A NALYSE   DU   CONTEXTE   GÉNOMIQUE   DES   SYSTÈMES   TA

Selon le scénario évolutif précédemment proposé, la présence de systèmes TA au sein de chromosomes pourrait s’expliquer par une intégration de systèmes plasmidiques. La question qui se pose donc est de savoir comment se fait cette intégration. Par exemple, il est connu que des éléments génétiques mobiles, comme les transposons, peuvent s’insérer préférentiellement à certains sites, appelés « hotspots » d’intégration. Existe-t-il de telles

zones pour les systèmes TA ? Découvrir d’éventuels « hotspots », telle la région folA–apaH

précédemment décrite, permettrait d’en savoir plus sur l’évolution des systèmes TA. Mais il est également possible d’imaginer que si les sites d’insertion ne sont pas toujours les mêmes, ils partagent néanmoins certaines propriétés. Ce genre d’information pourrait conduire à la détection de nouveaux systèmes, en analysant les régions partageant ces propriétés dans différents chromosomes, ou même à la prédiction d’insertion de systèmes.

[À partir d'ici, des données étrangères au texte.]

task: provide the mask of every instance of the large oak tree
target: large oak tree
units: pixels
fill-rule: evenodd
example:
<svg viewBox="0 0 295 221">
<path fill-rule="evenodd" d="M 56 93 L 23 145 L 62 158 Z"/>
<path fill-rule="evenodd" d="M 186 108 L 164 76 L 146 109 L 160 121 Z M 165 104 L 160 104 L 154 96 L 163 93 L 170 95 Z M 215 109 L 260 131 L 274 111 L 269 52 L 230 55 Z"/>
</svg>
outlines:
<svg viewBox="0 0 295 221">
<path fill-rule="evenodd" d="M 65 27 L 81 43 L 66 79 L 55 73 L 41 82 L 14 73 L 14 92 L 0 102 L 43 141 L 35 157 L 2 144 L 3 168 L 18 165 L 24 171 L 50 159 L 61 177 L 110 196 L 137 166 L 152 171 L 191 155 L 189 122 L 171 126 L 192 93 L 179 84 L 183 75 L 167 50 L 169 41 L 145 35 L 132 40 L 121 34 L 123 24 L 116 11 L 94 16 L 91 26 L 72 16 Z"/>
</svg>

Afin de tenter d’apporter des réponses à ces questions, nous nous sommes proposé d’étudier le contexte génomiques de systèmes TA chromosomiques. L’idée est la suivante. Si nous disposions, pour un ensemble d’espèces données, de la totalité de leurs gènes rassemblés en familles (à savoir en groupements de gènes homologues, orthologies et paralogies incluses) ainsi que d’informations sur ces gènes, notamment leur position au sein du génome, nous serions capables de « ré-annoter » ces génomes à notre manière, à savoir de faire une carte de chacun, donnant une succession de familles de gènes pour chaque chromosome, et la distance les séparant. À partir de telles informations nous serions en mesure, grâce à des bases de données en construction au laboratoire, de déterminer quelles familles correspondent à des toxines, des antitoxines, ou même à des éléments génétiques mobiles grâce à la base de donnée Aclame [139]. En croisant ces données, il serait assez simple d’identifier quelles familles de toxines sont associées à quelles familles d’antitoxines. Puis, grâce aux données de position dans le génome, nous serions en mesure d’identifier, de chaque côté, les familles de

gènes présentes. Sont-elles issues d’éléments génétiques mobiles ? L’environnement

génétique des systèmes TA présente-t-il toujours certaines particularités, comme la fonction des familles de gènes adjacentes, ou leur caractère mobile ? Tout ce travail donnerait finalement une vision d’ensemble de la localisation des systèmes TA chromosomiques.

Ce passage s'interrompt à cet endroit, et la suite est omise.